Mais cela ne veut pas dire que ceux qui sont partis ou les islamistes sont tous mauvais.  Dans toutes les sociétés, il y a les bons et les méchants. La pièce est comme une toile, offerte au regard et à l’appréciation du public. Chacun a le droit de l’interpréter comme il l’entend», a réagi Abdelghani Chentouf, lors du débat qui a suivi la représentation.

 

«Nous avons réussi à capter l’attention du public»

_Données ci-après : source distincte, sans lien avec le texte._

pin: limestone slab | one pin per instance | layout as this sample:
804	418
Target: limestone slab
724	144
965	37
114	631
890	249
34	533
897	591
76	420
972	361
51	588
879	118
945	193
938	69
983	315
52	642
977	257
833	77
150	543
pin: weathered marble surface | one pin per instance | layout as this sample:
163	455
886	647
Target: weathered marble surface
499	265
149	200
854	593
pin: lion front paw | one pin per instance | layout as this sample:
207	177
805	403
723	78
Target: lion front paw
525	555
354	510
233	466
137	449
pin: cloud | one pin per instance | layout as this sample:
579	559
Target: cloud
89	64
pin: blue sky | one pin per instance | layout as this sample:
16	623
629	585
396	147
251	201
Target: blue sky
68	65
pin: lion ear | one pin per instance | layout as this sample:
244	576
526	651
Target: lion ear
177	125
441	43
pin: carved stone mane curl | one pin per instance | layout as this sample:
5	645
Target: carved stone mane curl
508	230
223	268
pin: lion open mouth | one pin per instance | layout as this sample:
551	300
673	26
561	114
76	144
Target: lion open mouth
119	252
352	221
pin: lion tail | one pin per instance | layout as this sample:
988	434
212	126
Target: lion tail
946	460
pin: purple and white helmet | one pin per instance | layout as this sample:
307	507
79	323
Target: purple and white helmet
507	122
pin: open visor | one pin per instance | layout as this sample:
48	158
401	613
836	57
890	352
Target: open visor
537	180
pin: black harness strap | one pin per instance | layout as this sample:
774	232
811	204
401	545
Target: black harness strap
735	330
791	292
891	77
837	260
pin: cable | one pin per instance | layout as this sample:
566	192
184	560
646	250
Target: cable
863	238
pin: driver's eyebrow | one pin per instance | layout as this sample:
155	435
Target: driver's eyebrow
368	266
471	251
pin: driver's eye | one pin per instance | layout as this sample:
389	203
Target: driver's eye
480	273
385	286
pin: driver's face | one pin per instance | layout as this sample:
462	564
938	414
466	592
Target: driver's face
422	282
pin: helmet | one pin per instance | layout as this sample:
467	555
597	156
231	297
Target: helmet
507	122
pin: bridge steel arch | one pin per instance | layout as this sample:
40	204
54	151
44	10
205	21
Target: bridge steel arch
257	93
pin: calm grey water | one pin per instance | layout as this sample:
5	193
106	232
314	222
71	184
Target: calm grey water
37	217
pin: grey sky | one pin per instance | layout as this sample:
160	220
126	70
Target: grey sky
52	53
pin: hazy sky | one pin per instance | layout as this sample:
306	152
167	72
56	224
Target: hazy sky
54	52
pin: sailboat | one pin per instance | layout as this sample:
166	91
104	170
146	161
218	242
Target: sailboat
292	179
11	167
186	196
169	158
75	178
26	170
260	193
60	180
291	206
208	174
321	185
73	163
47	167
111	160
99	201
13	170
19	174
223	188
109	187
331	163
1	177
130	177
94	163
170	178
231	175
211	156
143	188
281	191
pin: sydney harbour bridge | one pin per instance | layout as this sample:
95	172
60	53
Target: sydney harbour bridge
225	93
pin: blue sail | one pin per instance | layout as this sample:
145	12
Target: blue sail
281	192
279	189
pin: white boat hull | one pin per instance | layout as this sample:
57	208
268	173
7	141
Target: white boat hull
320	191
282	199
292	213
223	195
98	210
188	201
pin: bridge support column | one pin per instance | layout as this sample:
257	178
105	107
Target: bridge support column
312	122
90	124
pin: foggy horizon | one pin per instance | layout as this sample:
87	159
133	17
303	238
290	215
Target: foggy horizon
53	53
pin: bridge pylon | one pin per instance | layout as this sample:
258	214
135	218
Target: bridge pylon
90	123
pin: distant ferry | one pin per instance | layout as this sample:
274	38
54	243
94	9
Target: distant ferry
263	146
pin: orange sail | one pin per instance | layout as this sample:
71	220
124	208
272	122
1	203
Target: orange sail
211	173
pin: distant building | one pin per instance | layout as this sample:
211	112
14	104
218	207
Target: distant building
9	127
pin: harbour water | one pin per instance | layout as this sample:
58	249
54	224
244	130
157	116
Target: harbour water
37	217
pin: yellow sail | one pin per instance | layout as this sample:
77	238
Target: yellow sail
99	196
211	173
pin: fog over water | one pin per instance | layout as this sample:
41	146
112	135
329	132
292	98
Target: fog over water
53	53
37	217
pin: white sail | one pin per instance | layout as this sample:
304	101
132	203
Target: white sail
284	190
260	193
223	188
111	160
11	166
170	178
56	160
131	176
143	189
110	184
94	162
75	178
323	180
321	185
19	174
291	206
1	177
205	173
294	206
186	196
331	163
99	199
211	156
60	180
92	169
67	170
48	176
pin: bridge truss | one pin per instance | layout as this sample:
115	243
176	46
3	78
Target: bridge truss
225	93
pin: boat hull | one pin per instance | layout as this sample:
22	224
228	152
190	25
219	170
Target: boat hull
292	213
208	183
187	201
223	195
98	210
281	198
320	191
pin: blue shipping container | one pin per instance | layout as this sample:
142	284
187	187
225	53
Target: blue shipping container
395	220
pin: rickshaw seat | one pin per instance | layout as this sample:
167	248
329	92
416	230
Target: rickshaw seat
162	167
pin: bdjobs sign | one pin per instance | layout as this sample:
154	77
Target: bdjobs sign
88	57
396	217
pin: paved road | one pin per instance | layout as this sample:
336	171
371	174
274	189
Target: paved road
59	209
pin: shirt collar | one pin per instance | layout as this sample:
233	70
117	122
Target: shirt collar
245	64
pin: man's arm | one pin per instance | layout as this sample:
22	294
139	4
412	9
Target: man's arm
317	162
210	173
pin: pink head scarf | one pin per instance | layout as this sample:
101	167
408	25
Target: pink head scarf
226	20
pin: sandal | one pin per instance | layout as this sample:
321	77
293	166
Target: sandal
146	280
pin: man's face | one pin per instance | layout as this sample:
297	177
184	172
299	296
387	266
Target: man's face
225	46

Interrogé sur le lien entre le titre de la pièce, «Tofane», et le contenu du spectacle, il précisé que cela vient des bruits provoqués par les esprits qui secouent les murs de la maison pour empêcher la vente. «C’est un véritable mouvement de protestation. Les gardiens de la maison ne veulent aucune vente et le font savoir avec insistance», a-t-il-dit.

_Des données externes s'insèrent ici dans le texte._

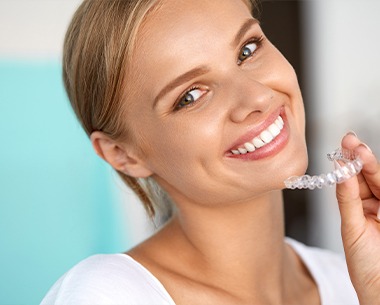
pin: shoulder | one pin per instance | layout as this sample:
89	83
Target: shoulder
329	271
107	279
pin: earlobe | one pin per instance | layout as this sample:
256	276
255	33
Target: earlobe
119	156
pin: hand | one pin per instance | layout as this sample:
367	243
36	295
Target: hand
359	205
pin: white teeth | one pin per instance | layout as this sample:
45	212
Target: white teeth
264	138
279	122
274	130
258	142
249	146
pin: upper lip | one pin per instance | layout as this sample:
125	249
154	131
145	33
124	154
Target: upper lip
255	131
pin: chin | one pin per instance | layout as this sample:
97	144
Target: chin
296	166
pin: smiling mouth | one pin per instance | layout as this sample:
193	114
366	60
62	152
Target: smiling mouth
264	138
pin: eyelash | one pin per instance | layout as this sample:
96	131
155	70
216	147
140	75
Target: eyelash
256	40
176	105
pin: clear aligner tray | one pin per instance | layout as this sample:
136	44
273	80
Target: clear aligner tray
349	166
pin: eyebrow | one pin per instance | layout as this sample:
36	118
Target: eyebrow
183	78
187	76
244	28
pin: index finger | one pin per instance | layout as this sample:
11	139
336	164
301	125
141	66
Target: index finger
371	167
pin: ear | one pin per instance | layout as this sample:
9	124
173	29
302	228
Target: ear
119	156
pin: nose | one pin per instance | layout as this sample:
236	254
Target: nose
249	97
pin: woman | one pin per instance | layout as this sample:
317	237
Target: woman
193	106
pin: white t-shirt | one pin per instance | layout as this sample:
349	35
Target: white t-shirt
115	279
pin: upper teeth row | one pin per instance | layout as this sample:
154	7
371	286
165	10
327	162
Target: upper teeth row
264	138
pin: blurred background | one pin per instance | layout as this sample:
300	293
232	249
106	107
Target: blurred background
59	203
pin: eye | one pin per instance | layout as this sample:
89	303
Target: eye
190	97
249	49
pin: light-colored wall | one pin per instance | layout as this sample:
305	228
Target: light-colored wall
343	47
59	203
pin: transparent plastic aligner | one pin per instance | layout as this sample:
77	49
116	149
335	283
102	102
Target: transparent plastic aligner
347	165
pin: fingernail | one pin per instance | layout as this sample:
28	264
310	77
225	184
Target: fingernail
366	146
352	133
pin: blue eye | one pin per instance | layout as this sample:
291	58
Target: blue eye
189	98
249	49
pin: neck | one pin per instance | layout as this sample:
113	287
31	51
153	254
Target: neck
244	240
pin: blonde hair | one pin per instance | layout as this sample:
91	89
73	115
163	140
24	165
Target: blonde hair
98	46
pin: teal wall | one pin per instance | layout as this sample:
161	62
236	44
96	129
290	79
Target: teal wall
58	202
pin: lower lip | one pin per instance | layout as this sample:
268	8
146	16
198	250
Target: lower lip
269	149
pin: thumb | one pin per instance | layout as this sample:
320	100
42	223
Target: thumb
351	208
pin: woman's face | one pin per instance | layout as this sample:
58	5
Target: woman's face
206	82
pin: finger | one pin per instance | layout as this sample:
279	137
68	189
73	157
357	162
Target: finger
350	205
369	179
371	169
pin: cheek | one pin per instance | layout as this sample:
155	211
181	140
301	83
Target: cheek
181	141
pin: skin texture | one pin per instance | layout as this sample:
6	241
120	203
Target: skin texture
225	243
359	206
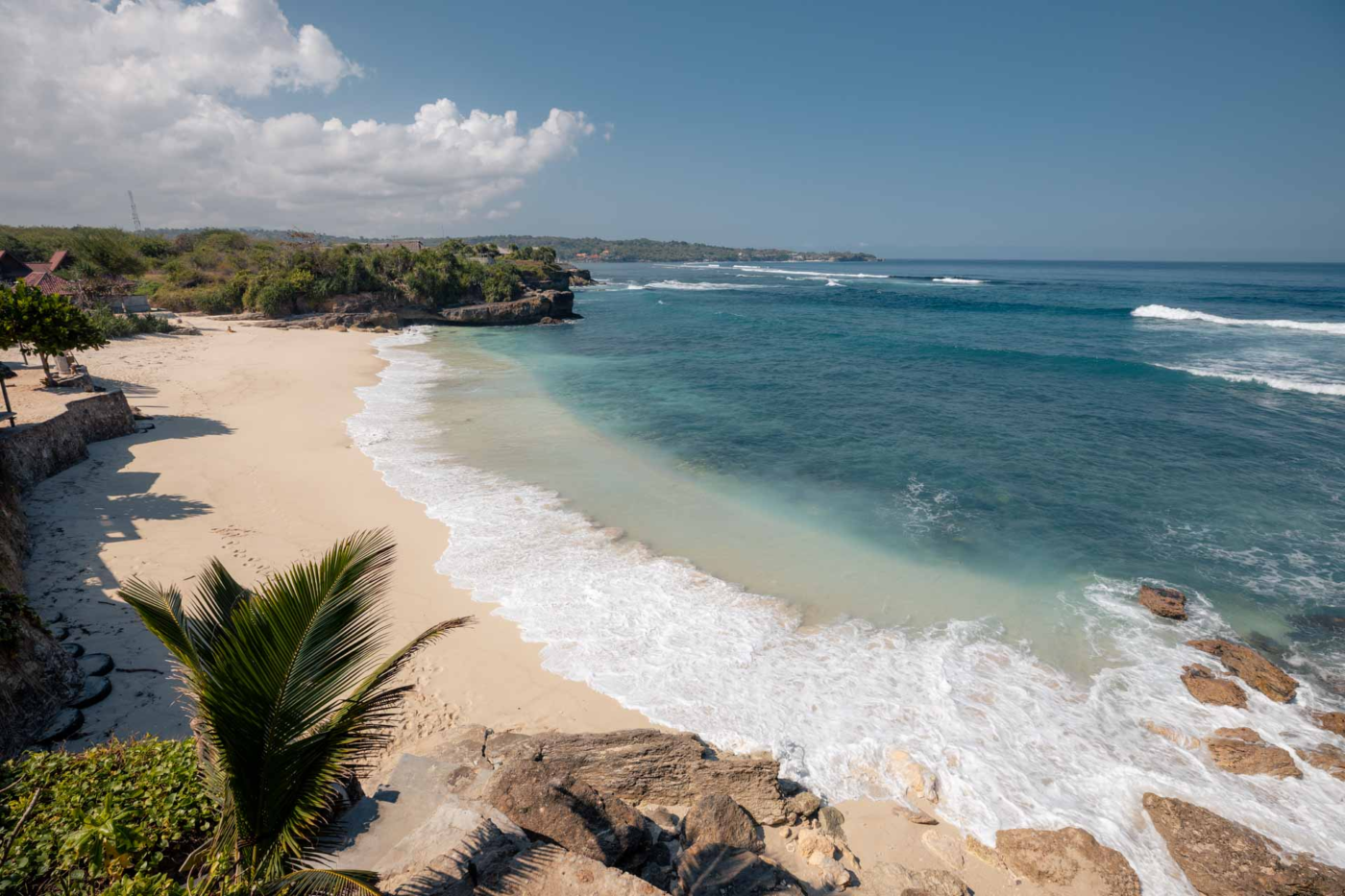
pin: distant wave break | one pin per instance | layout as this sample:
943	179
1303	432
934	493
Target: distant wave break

«Comme vous l’avez constaté, les tableaux de la pièce étaient différents. Nous avons réussi à capter l’attention du public qui n’est pas sorti de la salle. Nous ne sommes pas tombés dans la monotonie. On ne discute pas des idées, mais des éléments du spectacle. La scénographie, le jeu de comédien, la mise en scène,... Chacun a ses propres idées», a soutenu Abdelghani Chentouf. La pièce fait un plaidoyer pour la valeur de la science. «La science est la clef pour régler tous les problèmes», a estimé le metteur en scène.
 

 

La mort de Houria

«El Djebana» (le cimetière) de Karim Attef est une autre pièce en compétition au festival de Guelma. Produite par l’association Moubid’oun bila houdoud d’Annaba, la pièce, une comédie noire, narre l’histoire d’un gardien d’un cimetière (Karim Attef), qui vit à côté du mausolée d’un ouali (saint). Tebib, son fils (Hamza Fouzi), un homme aux gestes fragiles et raffinés, se déplace avec le garde manteau de sa défunte mère.
 

Dans le cimetière, les morts sont incinérés et mis dans une boîte. Un jour, le maire (Redouane Boukachabia) vient réclamer la boîte numéro 60 qui porte les cendres de son épouse Houria, née en juillet 1962 et morte en 2012.
Le ministre (Mohamed Chérif Oudini), habillé en costume rouge, vient réclamer d’une voix autoritaire la même boîte. Houria était-elle partagée entre deux hommes ? Péniblement, la pièce tente de dresser une critique de ce que pourrait être la liberté en Algérie après son indépendance. L’idée de la mort de Houria à une date précise semble ne pas trouver de justification.
 

Le metteur en scène a juste invité le public à en comprendre «la symbolique». Karim Attef s’est basé sur la forme de la distanciation pour avoir une certaine «liberté» de tout dire ou presque sur un monde qui, selon lui, a perdu toute valeur. Les personnages sont parfois burlesques, indéfinissables, interpellent directement le public. Dès le début du spectacle, le quatrième mur a été brisé, sans doute pour rester dans la logique de la distanciation.  
 

Le metteur en scène a, probablement, voulu impliquer le public dans son spectacle dans une cérémonie funéraire accompagnée de fumée d’encens. Un choix critiqué lors du débat après le spectacle. «Je suis libre de choisir cette forme. Je voulais montrer le rituel de l’incinération des morts dans un cimetière où il n’existe plus de tombes. Mon but était d’amener le public à se poser des questions, à réfléchir», a répliqué le metteur en scène.
 

Au milieu du cimetière est dressé le mausolée d’un saint avec des rideaux rouges et verts. L’explication donnée par le metteur en scène sur ce choix scénographique est plus morale qu’artistique. «Les gens qui se sont éloignés de la religion se réfèrent aux mausolées des saints. Le personnage de Tebib (un homme effeminé) en est l’exemple. Pour ce genre de personnes, les mausolées sont des repères religieux.

 Ils assistent aux zerdates pour se libérer», a-t-il dit. Les gays seraient, selon lui, les principaux visiteurs des mausolées car ils sont en quête de marques. Ils seraient aussi des adeptes des ziarat.